Awani Review

Complete News World

Humanity will emerge from the pandemic if Silicon Valley pays its "fair" share of taxes, according to an NGO

Humanity will emerge from the pandemic if Silicon Valley pays its “fair” share of taxes, according to an NGO

The G20 said that if Gafams (Google, Apple, Facebook, Amazon and Microsoft) had paid their true share of taxes, the G20 countries would have collected $ 32 billion in additional taxes, enough to vaccinate all the people on the planet. evening.

Also read: Gafa’s Victory Week culminates in Amazon

Also read: A year after the pandemic: the importance of ‘we’

Also read: Whatsapp wants to share more data with Facebook, users are worried

The association is trying to alert the public before Friday’s meeting of the G20, the world’s richest countries, about the issue of solutions to the health crisis.

Tech giants “have markets around the world and reaped billions in profits during the pandemic. If corporate taxes are fair, governments (…) can fund better health systems to end the pandemic and start a recovery,” the NGO said in a press release.

“Many big tech companies are scrambling to pay as little tax as possible,” she argues, citing reports from the European Commission or British media articles.

The accusation is not new, but it comes after a year of a pandemic that has greatly benefited from major platforms and leaders in consumer electronics, as consumers spend more time on the internet than ever before, from working remotely to live streaming videos and music or trading over Internet.

For years some governments have urged their neighbors and international organizations to take action against legal tax evasion facilitated by competing tax systems.

In 2016, the European Commission required Apple to repay € 13 billion in tax benefits for Ireland, which offers a low corporate tax rate.

See also  COVID-19: Fewer Doors for Little Monsters on Halloween

In 2019, former French Minister of State for Digital Affairs Mounir Mahjoubi estimated the loss of Jafam-related revenue to French tax authorities at € 1 billion.

Under the Donald Trump administration, the United States opposed any coordination, but Joe Biden proposed a 21% tax minimum for multinational corporations.
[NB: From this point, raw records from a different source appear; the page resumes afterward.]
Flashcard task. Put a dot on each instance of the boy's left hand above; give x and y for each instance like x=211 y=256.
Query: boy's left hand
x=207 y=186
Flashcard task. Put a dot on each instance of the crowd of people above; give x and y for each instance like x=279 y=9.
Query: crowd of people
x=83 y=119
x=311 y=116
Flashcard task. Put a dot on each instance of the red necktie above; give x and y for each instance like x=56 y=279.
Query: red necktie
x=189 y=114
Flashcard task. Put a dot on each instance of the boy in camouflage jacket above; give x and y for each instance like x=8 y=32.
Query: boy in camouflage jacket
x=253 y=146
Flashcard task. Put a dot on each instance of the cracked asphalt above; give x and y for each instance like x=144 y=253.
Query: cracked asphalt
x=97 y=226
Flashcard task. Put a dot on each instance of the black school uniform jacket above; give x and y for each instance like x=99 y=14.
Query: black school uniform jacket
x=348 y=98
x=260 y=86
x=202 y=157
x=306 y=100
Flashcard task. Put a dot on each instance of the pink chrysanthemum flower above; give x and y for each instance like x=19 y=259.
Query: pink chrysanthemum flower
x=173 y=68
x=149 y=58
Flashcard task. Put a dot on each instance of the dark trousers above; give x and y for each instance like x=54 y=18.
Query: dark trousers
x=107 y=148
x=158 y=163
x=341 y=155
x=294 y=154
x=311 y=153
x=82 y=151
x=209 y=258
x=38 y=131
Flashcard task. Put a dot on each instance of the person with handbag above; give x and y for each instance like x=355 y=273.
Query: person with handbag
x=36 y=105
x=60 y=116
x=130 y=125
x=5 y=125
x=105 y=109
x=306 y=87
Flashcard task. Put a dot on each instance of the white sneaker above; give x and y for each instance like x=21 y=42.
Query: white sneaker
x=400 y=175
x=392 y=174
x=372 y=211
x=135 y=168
According to calculations made with the National Millionaires Association, ActionAid estimates the shortfall at $ 21 billion for the G7, $ 8 billion for 27 countries in the European Union or even $ 100 million for Nigeria, “enough to pay 70,000 nurses for a year. “.

Julia Sanchez, general secretary of the NGO, denounces “the system that allows large corporations to collect and sell people’s data, maliciously influence our habits and create new billionaires, with little or no contribution to public services in the countries that generate their profits.”